To Repeat or Not To Repeat: Insights from Scaling LLM under Token-Crisis
- URL: http://arxiv.org/abs/2305.13230v2
- Date: Thu, 5 Oct 2023 14:58:02 GMT
- Title: To Repeat or Not To Repeat: Insights from Scaling LLM under Token-Crisis
- Authors: Fuzhao Xue, Yao Fu, Wangchunshu Zhou, Zangwei Zheng, Yang You
- Abstract summary: Large language models (LLMs) are notoriously token-hungry during pre-training, and high-quality text data on the web is approaching its scaling limit for LLMs.
We investigate the consequences of repeating pre-training data, revealing that the model is susceptible to overfitting.
Second, we examine the key factors contributing to multi-epoch degradation, finding that significant factors include dataset size, model parameters, and training objectives.

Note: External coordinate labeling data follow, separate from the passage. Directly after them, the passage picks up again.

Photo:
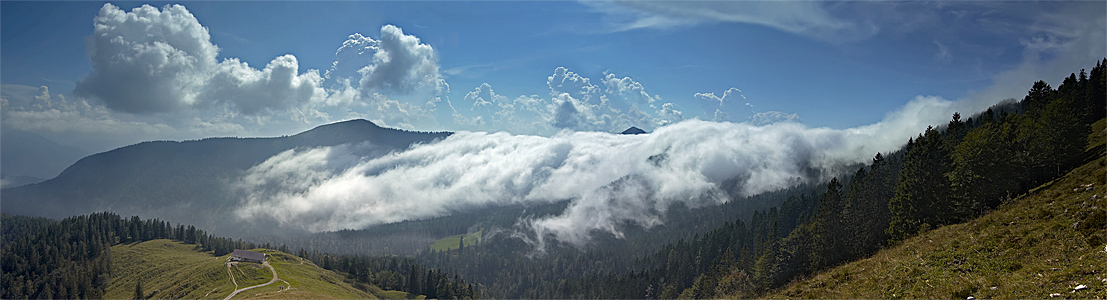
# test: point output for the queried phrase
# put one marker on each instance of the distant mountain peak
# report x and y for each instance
(633, 130)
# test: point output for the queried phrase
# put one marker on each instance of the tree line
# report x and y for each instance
(945, 175)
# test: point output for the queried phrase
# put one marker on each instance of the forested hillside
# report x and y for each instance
(1044, 245)
(187, 182)
(950, 174)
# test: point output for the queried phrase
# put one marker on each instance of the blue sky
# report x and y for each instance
(839, 65)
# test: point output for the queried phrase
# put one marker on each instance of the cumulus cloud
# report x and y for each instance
(721, 107)
(155, 60)
(394, 81)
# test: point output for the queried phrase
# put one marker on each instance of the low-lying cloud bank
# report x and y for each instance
(610, 179)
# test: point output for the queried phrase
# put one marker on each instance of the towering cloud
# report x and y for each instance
(157, 61)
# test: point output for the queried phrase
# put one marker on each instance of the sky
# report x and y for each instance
(740, 97)
(104, 74)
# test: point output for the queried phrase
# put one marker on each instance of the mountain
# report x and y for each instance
(184, 182)
(1038, 246)
(26, 157)
(633, 130)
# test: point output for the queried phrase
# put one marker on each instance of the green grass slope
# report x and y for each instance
(1048, 244)
(176, 270)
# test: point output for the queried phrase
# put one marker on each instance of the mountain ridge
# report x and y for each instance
(174, 179)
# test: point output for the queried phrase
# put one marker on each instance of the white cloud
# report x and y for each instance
(158, 61)
(772, 116)
(811, 19)
(721, 107)
(402, 64)
(611, 179)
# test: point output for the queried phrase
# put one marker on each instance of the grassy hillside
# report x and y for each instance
(1042, 245)
(177, 270)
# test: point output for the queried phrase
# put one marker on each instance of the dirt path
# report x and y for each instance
(247, 288)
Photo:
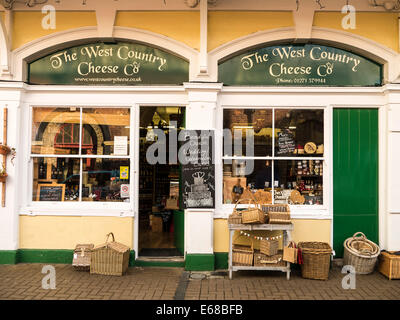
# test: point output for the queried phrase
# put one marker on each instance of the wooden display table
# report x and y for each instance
(286, 228)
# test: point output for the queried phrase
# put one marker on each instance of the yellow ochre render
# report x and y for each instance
(381, 27)
(183, 26)
(60, 232)
(223, 26)
(27, 25)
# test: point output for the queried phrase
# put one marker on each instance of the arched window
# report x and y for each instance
(68, 137)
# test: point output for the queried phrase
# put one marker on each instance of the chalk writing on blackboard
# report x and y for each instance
(286, 143)
(51, 192)
(198, 172)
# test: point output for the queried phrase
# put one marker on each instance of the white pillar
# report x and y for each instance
(9, 215)
(201, 115)
(393, 171)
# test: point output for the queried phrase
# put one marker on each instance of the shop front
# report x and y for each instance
(97, 126)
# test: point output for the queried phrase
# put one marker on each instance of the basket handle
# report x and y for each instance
(362, 235)
(237, 202)
(110, 234)
(251, 239)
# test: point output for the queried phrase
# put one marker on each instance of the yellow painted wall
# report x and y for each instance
(381, 27)
(225, 26)
(27, 26)
(47, 232)
(178, 25)
(304, 230)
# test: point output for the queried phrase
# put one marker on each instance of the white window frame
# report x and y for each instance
(297, 211)
(81, 208)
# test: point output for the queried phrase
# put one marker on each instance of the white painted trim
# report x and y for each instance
(4, 50)
(342, 39)
(85, 34)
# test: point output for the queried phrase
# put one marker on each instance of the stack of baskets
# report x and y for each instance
(242, 255)
(277, 213)
(316, 260)
(360, 253)
(251, 214)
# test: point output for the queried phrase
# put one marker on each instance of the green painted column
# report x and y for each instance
(355, 175)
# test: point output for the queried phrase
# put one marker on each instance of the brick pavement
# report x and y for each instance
(23, 282)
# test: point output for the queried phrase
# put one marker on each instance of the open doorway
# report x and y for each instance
(160, 218)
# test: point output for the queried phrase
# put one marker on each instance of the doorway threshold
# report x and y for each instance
(173, 261)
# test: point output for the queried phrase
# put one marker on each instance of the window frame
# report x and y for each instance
(76, 207)
(305, 211)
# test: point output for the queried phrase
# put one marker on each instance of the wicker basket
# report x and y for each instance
(277, 213)
(234, 219)
(252, 214)
(262, 260)
(389, 265)
(316, 260)
(110, 258)
(360, 253)
(82, 257)
(242, 255)
(269, 247)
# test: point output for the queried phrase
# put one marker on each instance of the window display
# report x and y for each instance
(84, 133)
(289, 170)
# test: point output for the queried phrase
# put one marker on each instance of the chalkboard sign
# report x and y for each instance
(286, 143)
(51, 192)
(198, 168)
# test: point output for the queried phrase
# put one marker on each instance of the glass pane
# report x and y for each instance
(106, 131)
(52, 130)
(242, 123)
(296, 182)
(55, 179)
(242, 177)
(300, 182)
(299, 133)
(105, 180)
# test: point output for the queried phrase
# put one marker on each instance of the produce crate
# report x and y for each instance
(316, 260)
(389, 265)
(262, 260)
(82, 257)
(277, 213)
(269, 247)
(235, 219)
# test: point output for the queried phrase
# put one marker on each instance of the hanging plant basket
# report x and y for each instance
(4, 150)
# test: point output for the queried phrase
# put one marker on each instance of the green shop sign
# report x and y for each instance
(300, 65)
(109, 64)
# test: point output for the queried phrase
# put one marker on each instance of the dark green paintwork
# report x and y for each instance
(221, 260)
(200, 262)
(8, 256)
(179, 231)
(263, 66)
(355, 175)
(155, 66)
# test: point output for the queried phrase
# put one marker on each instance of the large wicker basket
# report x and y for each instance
(389, 265)
(360, 253)
(277, 213)
(110, 258)
(316, 260)
(82, 257)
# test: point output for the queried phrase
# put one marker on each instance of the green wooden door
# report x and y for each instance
(355, 175)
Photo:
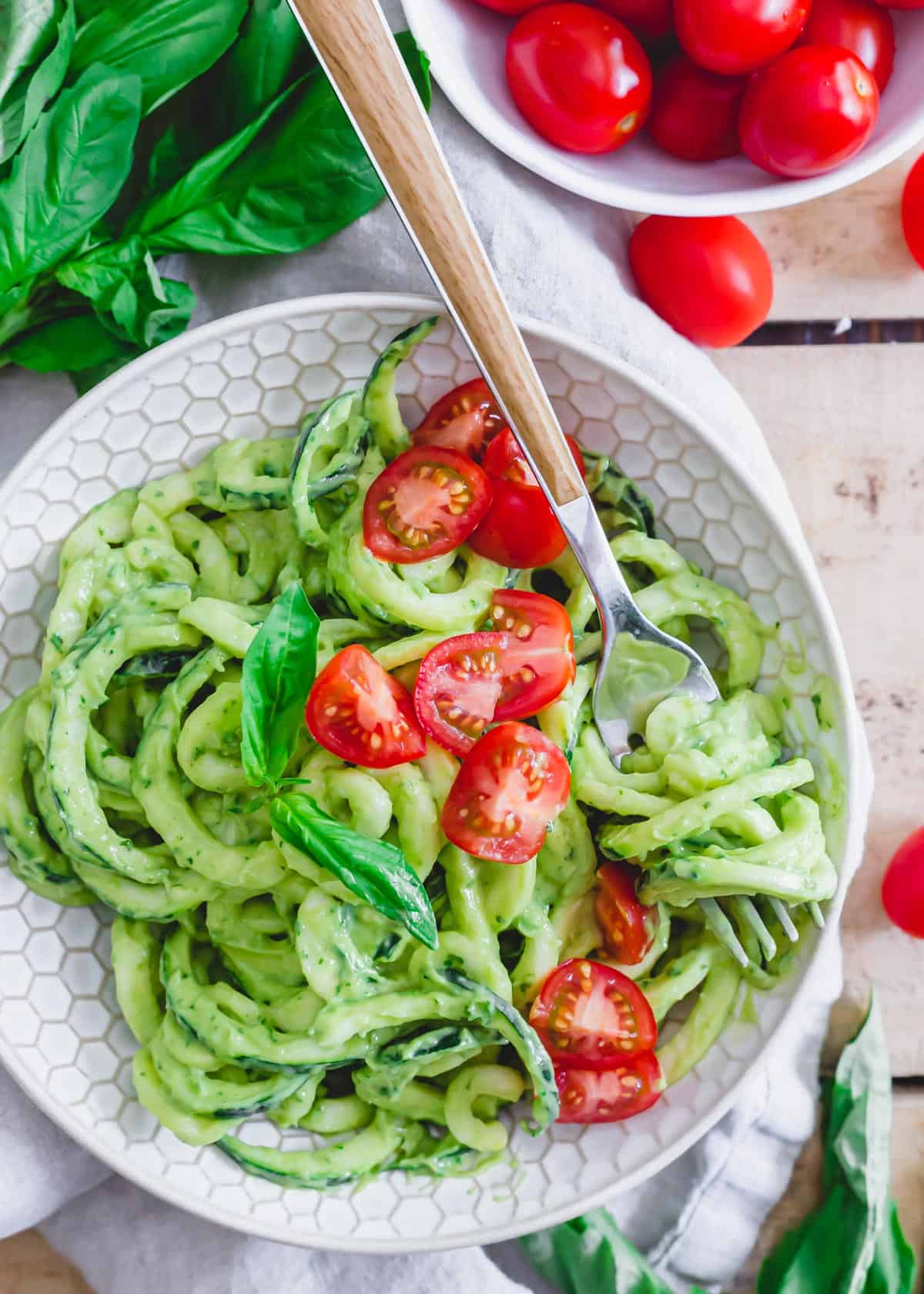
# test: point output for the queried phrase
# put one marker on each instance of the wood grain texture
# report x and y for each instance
(361, 59)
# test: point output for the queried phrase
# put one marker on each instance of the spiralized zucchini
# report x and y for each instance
(255, 982)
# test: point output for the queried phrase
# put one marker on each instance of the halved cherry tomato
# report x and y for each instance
(912, 211)
(579, 76)
(628, 926)
(903, 885)
(539, 660)
(859, 26)
(511, 788)
(737, 36)
(466, 418)
(588, 1096)
(694, 113)
(505, 461)
(809, 112)
(591, 1016)
(359, 712)
(458, 687)
(426, 502)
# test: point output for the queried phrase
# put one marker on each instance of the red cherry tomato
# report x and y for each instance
(511, 788)
(628, 926)
(903, 885)
(737, 36)
(359, 712)
(539, 660)
(466, 418)
(694, 113)
(579, 76)
(859, 26)
(588, 1096)
(426, 502)
(912, 211)
(809, 112)
(650, 20)
(591, 1016)
(707, 276)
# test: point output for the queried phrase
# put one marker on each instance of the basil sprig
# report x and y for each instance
(376, 871)
(279, 671)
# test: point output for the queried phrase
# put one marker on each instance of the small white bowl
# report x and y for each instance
(466, 44)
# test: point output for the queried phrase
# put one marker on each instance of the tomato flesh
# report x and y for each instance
(511, 788)
(859, 26)
(591, 1016)
(579, 76)
(628, 926)
(539, 659)
(707, 276)
(903, 885)
(591, 1096)
(359, 712)
(912, 211)
(466, 418)
(694, 113)
(737, 36)
(808, 113)
(426, 502)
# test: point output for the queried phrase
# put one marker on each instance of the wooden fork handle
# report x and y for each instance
(357, 47)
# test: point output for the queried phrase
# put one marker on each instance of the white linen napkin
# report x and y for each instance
(563, 260)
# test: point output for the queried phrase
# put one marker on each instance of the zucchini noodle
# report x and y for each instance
(254, 981)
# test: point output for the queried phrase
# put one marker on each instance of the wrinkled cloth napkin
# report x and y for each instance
(563, 260)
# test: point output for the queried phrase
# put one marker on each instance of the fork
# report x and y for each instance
(357, 49)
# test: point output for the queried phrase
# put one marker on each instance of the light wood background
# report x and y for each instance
(845, 424)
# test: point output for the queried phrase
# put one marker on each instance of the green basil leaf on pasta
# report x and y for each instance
(279, 671)
(373, 870)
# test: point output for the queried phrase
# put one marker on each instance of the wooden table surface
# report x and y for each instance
(844, 422)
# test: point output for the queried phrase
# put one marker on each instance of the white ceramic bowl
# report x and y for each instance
(466, 44)
(61, 1034)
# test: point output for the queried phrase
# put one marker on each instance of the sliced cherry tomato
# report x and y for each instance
(504, 460)
(707, 276)
(737, 36)
(912, 211)
(426, 502)
(903, 885)
(650, 20)
(579, 76)
(694, 113)
(539, 659)
(628, 926)
(591, 1016)
(588, 1096)
(458, 687)
(359, 712)
(809, 112)
(466, 418)
(511, 788)
(859, 26)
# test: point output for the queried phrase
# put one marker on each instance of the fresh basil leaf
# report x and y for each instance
(127, 293)
(21, 106)
(373, 870)
(279, 671)
(294, 178)
(167, 43)
(68, 173)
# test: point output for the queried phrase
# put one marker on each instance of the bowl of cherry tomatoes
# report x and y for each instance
(685, 108)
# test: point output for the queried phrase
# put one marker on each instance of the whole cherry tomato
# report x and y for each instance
(579, 76)
(809, 112)
(912, 211)
(694, 113)
(735, 36)
(708, 277)
(859, 26)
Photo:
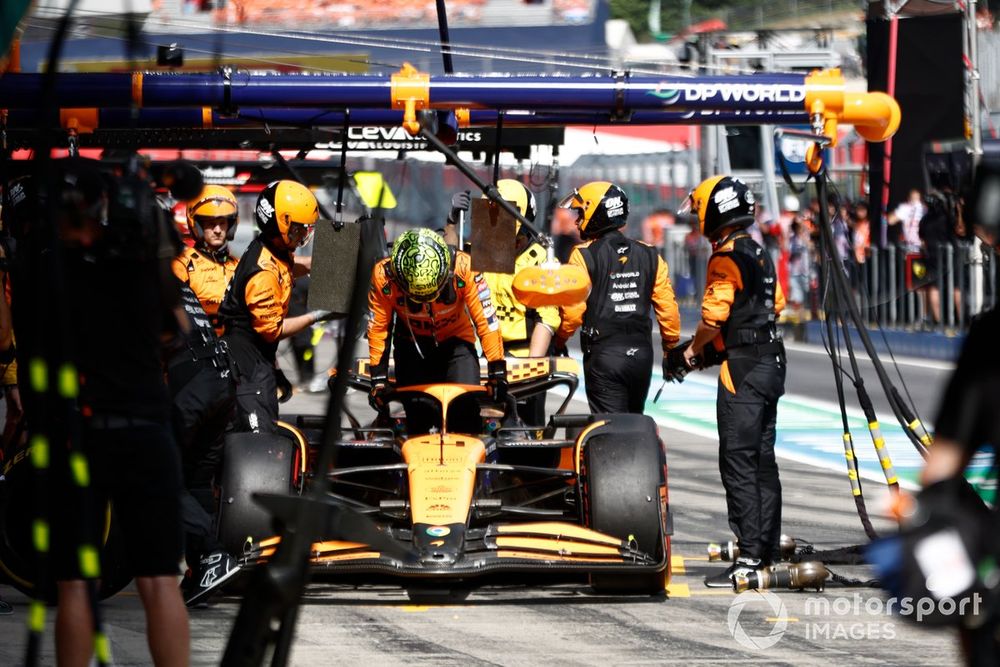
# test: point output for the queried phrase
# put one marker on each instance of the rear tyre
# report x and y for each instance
(623, 470)
(252, 463)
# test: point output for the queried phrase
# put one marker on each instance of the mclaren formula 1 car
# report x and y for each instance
(507, 500)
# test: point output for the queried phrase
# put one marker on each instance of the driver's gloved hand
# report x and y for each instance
(460, 202)
(377, 394)
(496, 379)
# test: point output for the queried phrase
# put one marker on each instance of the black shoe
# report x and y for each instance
(742, 567)
(213, 570)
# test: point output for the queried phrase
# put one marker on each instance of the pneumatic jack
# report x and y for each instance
(794, 576)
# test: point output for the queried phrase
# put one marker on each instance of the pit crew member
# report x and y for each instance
(628, 279)
(739, 310)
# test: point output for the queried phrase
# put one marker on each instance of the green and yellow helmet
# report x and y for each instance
(420, 263)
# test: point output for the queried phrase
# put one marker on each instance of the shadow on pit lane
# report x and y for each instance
(339, 594)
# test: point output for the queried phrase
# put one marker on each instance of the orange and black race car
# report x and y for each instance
(508, 500)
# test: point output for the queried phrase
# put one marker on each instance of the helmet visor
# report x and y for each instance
(299, 234)
(209, 221)
(686, 208)
(573, 202)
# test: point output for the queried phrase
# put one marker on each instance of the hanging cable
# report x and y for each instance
(849, 454)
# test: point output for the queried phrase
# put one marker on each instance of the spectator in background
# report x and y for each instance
(654, 228)
(564, 233)
(841, 233)
(941, 229)
(698, 250)
(799, 261)
(861, 229)
(908, 216)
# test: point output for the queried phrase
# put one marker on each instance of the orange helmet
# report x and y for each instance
(600, 207)
(214, 202)
(287, 210)
(720, 202)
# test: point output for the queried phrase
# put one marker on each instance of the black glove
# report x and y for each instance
(322, 315)
(460, 202)
(496, 379)
(378, 392)
(559, 348)
(284, 386)
(674, 366)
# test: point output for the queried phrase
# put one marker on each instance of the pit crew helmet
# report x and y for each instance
(287, 210)
(214, 202)
(600, 207)
(720, 202)
(420, 263)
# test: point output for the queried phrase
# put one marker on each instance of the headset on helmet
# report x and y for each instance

- Score: 50.31589712761807
- License: http://arxiv.org/licenses/nonexclusive-distrib/1.0/
- Abstract: Recent research has highlighted the importance of dataset size in scaling
language models. However, large language models (LLMs) are notoriously
token-hungry during pre-training, and high-quality text data on the web is
approaching its scaling limit for LLMs. To further enhance LLMs, a
straightforward approach is to repeat the pre-training data for additional
epochs. In this study, we empirically investigate three key aspects under this
approach. First, we explore the consequences of repeating pre-training data,
revealing that the model is susceptible to overfitting, leading to multi-epoch
degradation. Second, we examine the key factors contributing to multi-epoch
degradation, finding that significant factors include dataset size, model
parameters, and training objectives, while less influential factors consist of
dataset quality and model FLOPs. Finally, we explore whether widely used
regularization can alleviate multi-epoch degradation. Most regularization
techniques do not yield significant improvements, except for dropout, which
demonstrates remarkable effectiveness but requires careful tuning when scaling
up the model size. Additionally, we discover that leveraging mixture-of-experts
(MoE) enables cost-effective and efficient hyper-parameter tuning for
computationally intensive dense LLMs with comparable trainable parameters,
potentially impacting efficient LLM development on a broader scale.